- Birth name: Jerry Jan Ross
- Born: May 1, 1933 Philadelphia, Pennsylvania, United States
- Died: October 4, 2017 (aged 84) Meadowbrook, Pennsylvania, United States
- Occupation(s): Songwriter, record producer

= Jerry Ross (music producer) =

Jerry Jan Ross (May 1, 1933 – October 4, 2017) was an American songwriter, A&R man, record producer, and record label owner. As a writer, his greatest success was with "I'm Gonna Make You Love Me," which he co-wrote with his protégé Kenny Gamble and Leon Huff. His greatest successes as a producer include "Sunny" by Bobby Hebb, and he also released "Venus" by Shocking Blue in the United States.
Jerry produced The Mob on their self-titled first album in 1970.

==Biography==
Ross was born in Philadelphia, and grew up with aspirations to be a trumpeter and singer before deciding to become a songwriter and record producer. After a period in Armed Forces Radio, he studied at Temple University, and began working at WFIL-TV (later WPVI). When Dick Clark began hosting the TV show American Bandstand, Ross became his booth announcer, and also started hosting Clark's WFIL radio show, Caravan of Music.

He set up his own record production and promotion business, Ross Associates, in Philadelphia in the early 1960s, and increasingly became involved in all aspects of the work of record production, "from writing or buying the song, finding the right artist, hiring the crew 'and telling them what I was looking for in a sound.' ... followed by the business part - promoting the music, getting it distributed, into the stores and on the radio." He signed the 17-year-old singer Kenny Gamble to a songwriting contract, and started writing songs with him, including "I'm Gonna Make You Love Me," first recorded by Dee Dee Warwick in 1966 and later an international hit for Diana Ross and the Supremes with the Temptations.

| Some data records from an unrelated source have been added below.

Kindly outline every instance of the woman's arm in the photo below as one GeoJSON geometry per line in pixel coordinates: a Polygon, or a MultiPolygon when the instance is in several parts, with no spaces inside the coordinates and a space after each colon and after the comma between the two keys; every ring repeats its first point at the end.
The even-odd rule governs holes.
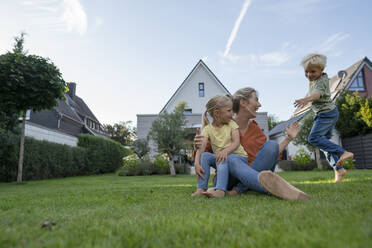
{"type": "Polygon", "coordinates": [[[240,145],[239,129],[231,131],[231,144],[216,155],[216,163],[225,162],[227,155],[232,153],[240,145]]]}
{"type": "Polygon", "coordinates": [[[296,138],[297,134],[300,132],[299,123],[297,121],[287,125],[285,128],[286,136],[279,144],[279,153],[281,153],[288,144],[296,138]]]}

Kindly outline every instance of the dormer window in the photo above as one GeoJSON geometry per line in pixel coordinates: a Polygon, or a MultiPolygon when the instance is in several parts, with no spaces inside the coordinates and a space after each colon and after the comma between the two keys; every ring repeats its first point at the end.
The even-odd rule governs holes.
{"type": "Polygon", "coordinates": [[[204,91],[204,83],[199,83],[199,97],[204,97],[205,91],[204,91]]]}
{"type": "Polygon", "coordinates": [[[364,87],[364,77],[363,77],[362,70],[358,73],[353,83],[350,85],[349,90],[350,91],[365,91],[366,90],[364,87]]]}

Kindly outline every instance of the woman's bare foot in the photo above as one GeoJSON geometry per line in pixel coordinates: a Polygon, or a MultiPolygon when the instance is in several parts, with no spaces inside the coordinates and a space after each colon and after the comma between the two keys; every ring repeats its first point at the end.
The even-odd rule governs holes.
{"type": "Polygon", "coordinates": [[[339,170],[335,170],[335,183],[339,183],[342,181],[342,178],[346,175],[346,170],[341,168],[339,170]]]}
{"type": "Polygon", "coordinates": [[[240,193],[238,191],[236,191],[235,189],[232,189],[230,191],[227,191],[227,193],[229,195],[232,195],[232,196],[234,196],[234,195],[240,195],[240,193]]]}
{"type": "Polygon", "coordinates": [[[215,191],[204,192],[203,195],[209,198],[221,198],[225,197],[225,191],[217,189],[215,191]]]}
{"type": "Polygon", "coordinates": [[[192,197],[203,195],[206,192],[205,189],[197,189],[194,193],[191,194],[192,197]]]}
{"type": "Polygon", "coordinates": [[[345,160],[348,160],[349,158],[353,158],[353,157],[354,157],[354,153],[345,151],[341,155],[341,157],[338,159],[338,161],[336,163],[336,166],[343,164],[343,162],[345,162],[345,160]]]}

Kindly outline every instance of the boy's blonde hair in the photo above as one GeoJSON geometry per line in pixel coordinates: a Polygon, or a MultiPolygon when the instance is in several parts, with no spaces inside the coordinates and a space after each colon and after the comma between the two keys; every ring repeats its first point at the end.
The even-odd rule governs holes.
{"type": "Polygon", "coordinates": [[[310,53],[302,59],[301,65],[306,69],[309,65],[319,66],[322,70],[326,67],[327,57],[323,54],[310,53]]]}
{"type": "Polygon", "coordinates": [[[233,112],[238,113],[240,109],[240,100],[248,100],[253,93],[257,94],[257,91],[251,87],[242,88],[235,92],[233,95],[233,112]]]}
{"type": "Polygon", "coordinates": [[[209,120],[207,118],[207,113],[214,118],[213,114],[215,110],[221,109],[223,107],[226,107],[229,103],[232,103],[231,95],[218,95],[214,96],[211,99],[208,100],[205,107],[207,110],[204,112],[203,115],[203,125],[202,128],[204,128],[206,125],[209,124],[209,120]]]}

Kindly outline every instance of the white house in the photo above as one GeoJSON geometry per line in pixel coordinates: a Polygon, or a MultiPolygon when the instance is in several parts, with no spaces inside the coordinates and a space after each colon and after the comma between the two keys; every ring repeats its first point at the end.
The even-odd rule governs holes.
{"type": "MultiPolygon", "coordinates": [[[[354,92],[357,91],[359,95],[365,97],[372,96],[372,63],[367,58],[364,57],[363,59],[359,60],[355,64],[351,65],[345,70],[341,70],[337,73],[337,75],[333,76],[329,79],[329,88],[331,91],[331,97],[333,101],[336,101],[337,97],[343,90],[354,92]]],[[[270,130],[269,136],[271,140],[275,140],[280,142],[285,137],[285,126],[294,122],[300,121],[302,118],[308,113],[310,110],[310,104],[302,107],[297,108],[293,113],[293,116],[282,123],[276,125],[272,130],[270,130]]],[[[341,138],[337,130],[333,130],[333,135],[331,141],[342,145],[341,138]]],[[[296,154],[297,150],[300,146],[296,146],[291,142],[288,147],[286,148],[284,154],[287,157],[293,156],[296,154]]],[[[305,147],[306,149],[306,147],[305,147]]],[[[312,154],[312,156],[314,156],[312,154]]],[[[284,159],[286,159],[284,157],[284,159]]]]}
{"type": "MultiPolygon", "coordinates": [[[[193,137],[196,133],[196,128],[201,127],[202,113],[205,111],[207,101],[215,95],[229,93],[208,66],[202,60],[199,60],[169,101],[160,110],[159,114],[164,111],[172,112],[177,103],[185,101],[187,103],[185,111],[186,128],[190,130],[190,137],[193,137]]],[[[158,118],[159,114],[137,114],[138,139],[147,138],[152,122],[158,118]]],[[[258,113],[256,121],[268,137],[267,113],[258,113]]],[[[154,156],[156,154],[156,146],[151,140],[149,145],[151,148],[150,156],[154,156]]]]}

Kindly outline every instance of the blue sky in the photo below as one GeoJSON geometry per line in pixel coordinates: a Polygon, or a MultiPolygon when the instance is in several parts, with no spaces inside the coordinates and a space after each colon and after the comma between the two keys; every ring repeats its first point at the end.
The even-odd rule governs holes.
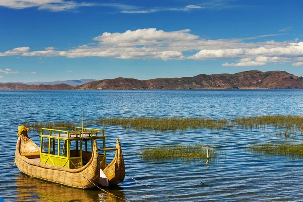
{"type": "Polygon", "coordinates": [[[0,0],[0,82],[303,76],[301,1],[0,0]]]}

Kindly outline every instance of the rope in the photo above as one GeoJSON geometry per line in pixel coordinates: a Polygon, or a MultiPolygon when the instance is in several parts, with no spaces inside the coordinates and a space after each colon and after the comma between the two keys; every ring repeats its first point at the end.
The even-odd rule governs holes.
{"type": "Polygon", "coordinates": [[[121,200],[124,200],[124,201],[127,201],[127,202],[130,202],[129,200],[125,200],[125,199],[123,199],[123,198],[120,198],[120,197],[118,197],[118,196],[115,196],[115,195],[114,195],[114,194],[112,194],[112,193],[111,193],[108,192],[107,191],[106,191],[106,190],[105,190],[104,189],[102,189],[101,188],[99,187],[98,186],[97,186],[97,185],[96,185],[96,184],[95,184],[95,183],[94,183],[93,182],[92,182],[91,181],[90,181],[90,180],[89,179],[87,178],[86,178],[86,177],[85,177],[85,176],[84,176],[84,175],[83,174],[82,174],[82,173],[81,173],[81,172],[80,172],[80,174],[81,174],[82,175],[82,177],[84,177],[84,178],[85,178],[86,179],[87,179],[87,180],[88,180],[89,182],[90,182],[91,183],[92,183],[92,184],[93,184],[94,185],[95,185],[96,187],[97,187],[97,188],[99,188],[99,189],[101,190],[101,192],[102,192],[102,191],[104,191],[104,192],[106,192],[106,193],[107,193],[107,194],[110,194],[110,195],[112,195],[113,196],[116,197],[116,198],[117,198],[121,199],[121,200]]]}
{"type": "Polygon", "coordinates": [[[149,187],[149,188],[150,188],[151,189],[155,189],[155,190],[157,190],[157,191],[160,191],[160,192],[162,192],[162,193],[166,193],[167,194],[174,195],[173,194],[172,194],[172,193],[170,193],[170,192],[165,192],[165,191],[162,191],[162,190],[160,190],[160,189],[156,189],[156,188],[153,188],[153,187],[152,187],[151,186],[148,186],[148,185],[147,185],[147,184],[143,184],[143,183],[142,183],[142,182],[138,181],[138,180],[137,180],[136,179],[134,179],[134,178],[133,178],[132,177],[130,177],[130,176],[129,175],[127,175],[127,177],[130,177],[131,179],[132,179],[133,180],[134,180],[134,181],[136,181],[136,183],[137,183],[137,182],[139,182],[140,184],[143,184],[143,185],[144,185],[144,186],[147,186],[147,187],[149,187]]]}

In 1965 he moved to New York to work in A&R at Mercury Records, where he worked with musicians including Bobby Hebb, Spanky & Our Gang, Jay & The Techniques, and Jerry Butler, and produced Bobby Hebb's 1966 hit "Sunny". Ross wrote "Mr. Dream Merchant" with Larry Weiss, which was recorded by Jerry Butler and later New Birth. After leaving Mercury, he set up his own record labels, Heritage and Colossus. He came across "Venus" by the Dutch band Shocking Blue that was a hit in Europe, and secured the rights for its release in the United States. "Venus" became a US No. 1 hit on the Colossus label in early 1970. Other songs by Dutch bands he released were "Ma Belle Amie" by Tee-Set and "Little Green Bag" by George Baker Selection the same year. However, he had to shut down Colossus in 1971.

He also worked with Motown for about a year in the early 1970s. In 1972, the label released an album of orchestral pop cover recordings under his name, The Jerry Ross Symposium Vol. II, a previous album of the same format having been released in 1969 by Ross's Colossus label. Both albums were arranged and conducted by Claus Ogerman.

He continued to work as a songwriter, record publisher and promoter in Philadelphia. In 2013 he was inducted into the Philadelphia Music Alliance Walk of Fame.

Ross died of prostate cancer in Meadowbrook, Pennsylvania, at the age of 84.

==Record labels==
Around 1960, he set up the Sheryl Records Inc. label. Later he recorded a local group called The Larks. His efforts paid off and with The Larks recording on his label, they had a hit with "It's Unbelievable" in 1961. Some of the other acts to record for the label were Tommy De Noble, Cleopatra, The Co-Eds and The Del Knights.